Après le son devenu l’hymne au boycott de Donald Trump « Fuck Donald Trump », YG lance un véritable cri de guerre en hommage aux plus que nombreuses victimes de bavures policières envers les afro-américains dans One Time Comin’. A travers des sonorités qui se rapprochent du rap West Coast des années 90, YG évoque pourtant un message essentiel.  Implicitement, il donne son soutien au mouvement Black Lives Matter, en dénonçant ces mêmes actes et ce même racisme.
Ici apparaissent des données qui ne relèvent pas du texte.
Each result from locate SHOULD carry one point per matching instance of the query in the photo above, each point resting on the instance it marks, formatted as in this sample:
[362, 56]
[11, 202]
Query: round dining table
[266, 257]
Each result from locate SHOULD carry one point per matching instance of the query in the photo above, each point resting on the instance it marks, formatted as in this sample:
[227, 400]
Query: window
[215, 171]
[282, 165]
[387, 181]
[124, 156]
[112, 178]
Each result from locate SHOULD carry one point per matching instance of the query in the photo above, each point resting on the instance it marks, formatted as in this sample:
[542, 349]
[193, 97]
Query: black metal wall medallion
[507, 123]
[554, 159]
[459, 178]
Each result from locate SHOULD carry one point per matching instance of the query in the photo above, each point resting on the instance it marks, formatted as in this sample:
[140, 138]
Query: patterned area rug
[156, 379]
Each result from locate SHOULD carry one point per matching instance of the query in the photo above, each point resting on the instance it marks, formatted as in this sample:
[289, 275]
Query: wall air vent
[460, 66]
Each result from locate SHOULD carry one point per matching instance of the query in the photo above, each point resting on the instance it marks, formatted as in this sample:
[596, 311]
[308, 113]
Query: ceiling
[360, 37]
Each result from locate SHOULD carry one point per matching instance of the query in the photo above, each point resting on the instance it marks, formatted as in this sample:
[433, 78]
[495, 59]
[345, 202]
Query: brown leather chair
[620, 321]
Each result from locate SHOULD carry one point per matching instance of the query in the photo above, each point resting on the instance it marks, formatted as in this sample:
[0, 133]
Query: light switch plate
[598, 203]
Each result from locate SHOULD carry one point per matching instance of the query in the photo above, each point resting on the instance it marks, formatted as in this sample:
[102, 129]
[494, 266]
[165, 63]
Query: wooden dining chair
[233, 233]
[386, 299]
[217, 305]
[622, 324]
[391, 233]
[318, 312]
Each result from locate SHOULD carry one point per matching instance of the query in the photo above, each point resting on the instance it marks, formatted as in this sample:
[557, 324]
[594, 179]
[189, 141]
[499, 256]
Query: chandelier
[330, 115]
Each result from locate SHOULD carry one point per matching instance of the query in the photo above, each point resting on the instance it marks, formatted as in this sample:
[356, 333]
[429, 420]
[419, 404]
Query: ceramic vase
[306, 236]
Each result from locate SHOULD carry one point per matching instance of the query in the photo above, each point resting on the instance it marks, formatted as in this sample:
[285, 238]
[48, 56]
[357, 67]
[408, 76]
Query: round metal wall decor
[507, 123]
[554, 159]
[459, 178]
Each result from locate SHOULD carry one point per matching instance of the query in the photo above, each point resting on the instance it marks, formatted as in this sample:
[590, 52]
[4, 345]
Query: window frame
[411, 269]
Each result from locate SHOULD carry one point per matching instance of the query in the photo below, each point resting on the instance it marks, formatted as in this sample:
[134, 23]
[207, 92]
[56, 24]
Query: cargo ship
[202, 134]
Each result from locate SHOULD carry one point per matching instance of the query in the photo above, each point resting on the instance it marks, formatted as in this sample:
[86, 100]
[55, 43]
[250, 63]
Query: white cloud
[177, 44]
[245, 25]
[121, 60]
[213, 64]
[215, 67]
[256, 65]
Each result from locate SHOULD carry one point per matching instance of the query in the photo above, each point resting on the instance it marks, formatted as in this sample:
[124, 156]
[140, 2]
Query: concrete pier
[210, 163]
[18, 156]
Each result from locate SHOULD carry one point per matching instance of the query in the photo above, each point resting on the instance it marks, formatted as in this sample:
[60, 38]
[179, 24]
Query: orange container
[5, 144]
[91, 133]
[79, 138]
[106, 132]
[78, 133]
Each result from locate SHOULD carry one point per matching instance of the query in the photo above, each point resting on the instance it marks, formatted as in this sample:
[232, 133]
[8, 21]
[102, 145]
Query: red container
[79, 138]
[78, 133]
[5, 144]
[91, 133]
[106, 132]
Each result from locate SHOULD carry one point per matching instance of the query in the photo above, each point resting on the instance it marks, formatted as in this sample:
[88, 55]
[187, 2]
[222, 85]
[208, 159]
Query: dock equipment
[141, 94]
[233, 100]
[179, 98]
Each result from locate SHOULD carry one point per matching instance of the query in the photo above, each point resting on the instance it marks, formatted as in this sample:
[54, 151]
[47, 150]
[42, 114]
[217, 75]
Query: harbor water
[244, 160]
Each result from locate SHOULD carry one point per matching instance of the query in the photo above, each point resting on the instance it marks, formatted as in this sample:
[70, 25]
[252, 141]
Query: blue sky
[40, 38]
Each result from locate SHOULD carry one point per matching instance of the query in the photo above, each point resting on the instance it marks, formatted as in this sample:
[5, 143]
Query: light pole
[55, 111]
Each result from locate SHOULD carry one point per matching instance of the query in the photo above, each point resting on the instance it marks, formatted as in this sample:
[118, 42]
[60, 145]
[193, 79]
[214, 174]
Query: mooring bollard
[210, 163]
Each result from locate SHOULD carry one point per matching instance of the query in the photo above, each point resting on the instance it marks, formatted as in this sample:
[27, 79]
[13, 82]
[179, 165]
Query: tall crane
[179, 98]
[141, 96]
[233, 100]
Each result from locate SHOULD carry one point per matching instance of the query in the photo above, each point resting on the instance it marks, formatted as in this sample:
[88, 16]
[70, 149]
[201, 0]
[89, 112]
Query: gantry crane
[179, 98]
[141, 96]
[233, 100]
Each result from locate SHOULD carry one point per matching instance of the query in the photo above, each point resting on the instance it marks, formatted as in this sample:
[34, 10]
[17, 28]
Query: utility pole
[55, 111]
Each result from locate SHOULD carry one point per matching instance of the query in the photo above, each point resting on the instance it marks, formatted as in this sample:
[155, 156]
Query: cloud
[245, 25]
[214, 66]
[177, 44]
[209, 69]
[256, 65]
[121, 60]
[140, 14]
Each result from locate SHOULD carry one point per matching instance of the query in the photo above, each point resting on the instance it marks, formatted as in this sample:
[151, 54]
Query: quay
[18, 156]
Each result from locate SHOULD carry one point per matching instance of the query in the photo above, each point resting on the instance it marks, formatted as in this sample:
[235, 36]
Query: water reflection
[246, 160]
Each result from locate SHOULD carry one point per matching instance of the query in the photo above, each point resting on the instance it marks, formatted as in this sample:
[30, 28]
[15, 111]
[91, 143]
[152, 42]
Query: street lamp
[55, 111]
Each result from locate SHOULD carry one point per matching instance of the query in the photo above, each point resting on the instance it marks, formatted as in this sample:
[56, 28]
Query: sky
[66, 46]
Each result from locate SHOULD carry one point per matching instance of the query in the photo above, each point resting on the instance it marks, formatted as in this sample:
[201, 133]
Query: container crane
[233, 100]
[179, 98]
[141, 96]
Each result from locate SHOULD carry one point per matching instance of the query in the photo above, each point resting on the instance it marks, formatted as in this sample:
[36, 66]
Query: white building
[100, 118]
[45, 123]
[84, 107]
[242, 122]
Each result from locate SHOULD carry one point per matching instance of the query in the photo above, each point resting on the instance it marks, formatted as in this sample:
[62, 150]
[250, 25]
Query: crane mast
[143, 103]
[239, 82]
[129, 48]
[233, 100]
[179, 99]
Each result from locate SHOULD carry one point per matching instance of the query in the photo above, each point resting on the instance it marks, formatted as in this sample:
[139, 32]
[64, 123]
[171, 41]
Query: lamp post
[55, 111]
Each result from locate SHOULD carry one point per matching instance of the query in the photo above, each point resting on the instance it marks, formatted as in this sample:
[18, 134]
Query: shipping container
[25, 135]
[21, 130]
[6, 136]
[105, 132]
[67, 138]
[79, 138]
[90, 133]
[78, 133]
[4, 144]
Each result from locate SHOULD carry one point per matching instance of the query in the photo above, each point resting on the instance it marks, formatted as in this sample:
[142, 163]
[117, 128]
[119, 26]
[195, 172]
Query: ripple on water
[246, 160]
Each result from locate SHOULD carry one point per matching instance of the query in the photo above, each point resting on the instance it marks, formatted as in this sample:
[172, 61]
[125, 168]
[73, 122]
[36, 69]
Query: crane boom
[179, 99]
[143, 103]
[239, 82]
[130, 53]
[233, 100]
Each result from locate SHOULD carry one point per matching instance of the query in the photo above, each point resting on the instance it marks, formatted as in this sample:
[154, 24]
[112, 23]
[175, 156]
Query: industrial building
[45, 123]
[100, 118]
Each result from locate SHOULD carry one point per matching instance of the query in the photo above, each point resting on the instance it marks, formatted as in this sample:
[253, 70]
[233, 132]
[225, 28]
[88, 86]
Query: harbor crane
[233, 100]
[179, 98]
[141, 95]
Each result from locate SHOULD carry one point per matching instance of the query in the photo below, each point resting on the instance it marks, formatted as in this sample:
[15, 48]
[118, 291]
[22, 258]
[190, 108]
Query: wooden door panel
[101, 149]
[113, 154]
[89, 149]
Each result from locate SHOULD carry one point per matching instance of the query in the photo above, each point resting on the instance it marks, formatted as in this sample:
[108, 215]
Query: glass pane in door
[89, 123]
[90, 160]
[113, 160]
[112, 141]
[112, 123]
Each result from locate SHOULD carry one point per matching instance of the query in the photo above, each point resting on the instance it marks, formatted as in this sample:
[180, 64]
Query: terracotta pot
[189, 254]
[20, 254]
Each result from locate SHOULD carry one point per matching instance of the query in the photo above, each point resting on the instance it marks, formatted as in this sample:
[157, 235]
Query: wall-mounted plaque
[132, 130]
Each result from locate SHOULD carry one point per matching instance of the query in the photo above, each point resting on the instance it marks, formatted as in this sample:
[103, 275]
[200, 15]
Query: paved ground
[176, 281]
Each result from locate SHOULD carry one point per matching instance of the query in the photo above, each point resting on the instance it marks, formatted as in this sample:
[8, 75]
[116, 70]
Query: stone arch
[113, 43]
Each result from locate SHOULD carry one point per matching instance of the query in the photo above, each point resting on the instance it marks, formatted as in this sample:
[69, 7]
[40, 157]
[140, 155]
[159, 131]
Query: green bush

Évoquant la récurrente tendance de certains policiers américains à avoir le le doigt facile sur la gâchette quand il s’agit d’une personne noire, YG dénonce ces intolérables actes de racisme et de discrimination. Dès l’intro du son, YG commence fort et invite ses compatriotes à se chausser et à se préparer à partir car les policiers arrivent :

Un peu plus tard dans le couplet, YG fait entrer la légende en faisant référence à Tupac Shakur, rappeur emblématique des années 90 assassiné lors d’une fusillade en 1996. Une référence bien placée puisque Makaveli faisait en effet partie du mouvement Black Panthers, dans le quel ses deux parents étaient engagés également. Ce mouvement peut-être considéré comme les prémices de BLM, à une autre époque et dans de différentes circonstances. Évoquant toujours des jours meilleurs, appelant à l’optimisme, 2Pac n’était pas seulement un rappeur mais un homme affirmant ses convictions qui comptait même se lancer en politique. YG lui demande où-sont passés ces tant attendus jours meilleurs, cette paix tant espérée .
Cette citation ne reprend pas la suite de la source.